• 4-Simon : Il ne va pas avoir la force

    Au fond de lui il n’est pas vraiment sûr d’être là pour les bonnes raisons. Il l’observe depuis un moment et n’a qu’une envie, celle d’aller coller son nez dans ses cheveux. Il la veut. Au-delà de la simple excitation sexuelle. Il la connait à peine et  jurerait qu’il en est amoureux fou. Il est à deux doigts de la prendre dans ses bras et de la câliner comme une enfant, là, en plein milieu du resto.

    Nina s’arrête de parler et le fixe un instant avant de lui demander si ça va.

    « Oui. Pourquoi ?

    -Je sais pas, t'es bizarre.

    -Non, je… Non. »

    Et puis merde. Qu’est-ce qu’il a à perdre, à la fin ?

    « J’ai pas très envie qu’on reste là, en fait. Tu veux bien qu’on aille chez moi ?

    -Heu… Je sais pas, je… Tu as des trucs à me faire écouter ?

    -Je ne pensais pas vraiment à ça, à vrai dire. »

    Ils se fixent un instant sans rien dire. Il n’y a même pas de malaise, juste un long silence.

    Simon se lève, attrape Nina par la main, ne lui laisse pas le temps de protester. Une fois dans la voiture il ne tient plus. Il la prend dans ses bras et la serre contre lui. Elle est à lui pour toujours, pour deux secondes, un peu. Ils restent un moment comme ça, elle ne bouge pas. Mais il sent bien qu’elle n’est pas absolument d’accord avec son geste.

    « Allez, je te ramène, c’est mieux comme ça.

    -Ecoute, je suis touchée, flattée même que tu t’intéresses à moi sous cet angle, mais…

    -Mais c’est pas réciproque, j’ai bien compris.                                    

    -On va dire ça comme ça. C’est un peu plus compliqué en réalité, je… J’ai pas envie de t’expliquer. Je pensais qu’on allait parler boulot, enfin musique, quoi. Tu veux vraiment bosser avec moi, ou tu m’as monté un bateau juste pour me sauter ?! »

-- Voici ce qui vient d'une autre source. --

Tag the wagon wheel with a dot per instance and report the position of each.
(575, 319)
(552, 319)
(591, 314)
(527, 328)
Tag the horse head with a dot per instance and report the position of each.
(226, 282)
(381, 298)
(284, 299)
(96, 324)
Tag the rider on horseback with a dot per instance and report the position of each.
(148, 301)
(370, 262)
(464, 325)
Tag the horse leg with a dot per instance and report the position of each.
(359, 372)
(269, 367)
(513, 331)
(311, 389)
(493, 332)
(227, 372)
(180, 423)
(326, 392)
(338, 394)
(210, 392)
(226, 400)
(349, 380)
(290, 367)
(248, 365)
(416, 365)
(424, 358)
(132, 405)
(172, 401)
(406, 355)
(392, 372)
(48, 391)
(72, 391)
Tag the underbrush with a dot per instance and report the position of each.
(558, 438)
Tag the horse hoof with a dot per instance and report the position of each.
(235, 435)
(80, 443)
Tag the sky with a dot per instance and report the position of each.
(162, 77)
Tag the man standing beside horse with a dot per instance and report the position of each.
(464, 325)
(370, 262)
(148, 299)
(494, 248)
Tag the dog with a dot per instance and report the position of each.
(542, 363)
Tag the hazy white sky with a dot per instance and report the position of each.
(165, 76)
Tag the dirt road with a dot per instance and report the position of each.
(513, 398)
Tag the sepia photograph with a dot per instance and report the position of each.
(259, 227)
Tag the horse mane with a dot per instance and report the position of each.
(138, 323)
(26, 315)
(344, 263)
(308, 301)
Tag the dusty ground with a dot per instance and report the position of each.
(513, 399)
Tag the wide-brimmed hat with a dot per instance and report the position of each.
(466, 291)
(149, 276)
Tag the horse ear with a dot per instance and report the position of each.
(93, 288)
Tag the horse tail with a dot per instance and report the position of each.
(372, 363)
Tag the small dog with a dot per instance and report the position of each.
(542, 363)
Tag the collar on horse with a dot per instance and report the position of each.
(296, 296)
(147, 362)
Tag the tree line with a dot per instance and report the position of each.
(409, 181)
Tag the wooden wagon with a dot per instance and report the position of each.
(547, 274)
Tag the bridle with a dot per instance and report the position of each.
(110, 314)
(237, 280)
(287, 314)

    Elle n’a pas sa langue dans sa poche. Il voudrait qu’elle disparaisse, ne plus y penser, et en même temps la couvrir de fleurs et l’asseoir sur un trône doré. Sans déconner.

    « Non, je suis pas comme ça, vraiment. Je crois que le mieux c’est d’oublier ce malentendu, et de repartir à zéro. J’ai deux ou trois morceaux que j’aimerais vraiment te faire écouter, oui, si ça te dit toujours on y va. »

    Nina regarde droit devant elle, il la sent hésitante mais elle acquiesce d’un hochement de tête, sans rien dire. Il démarre et  trace en direction de chez lui. Elle ne décroche pas un mot de tout le trajet.

    *

    « Fais pas attention au bordel…

    -Oh, ça va, c’est pas rangé mais au moins c’est propre ! 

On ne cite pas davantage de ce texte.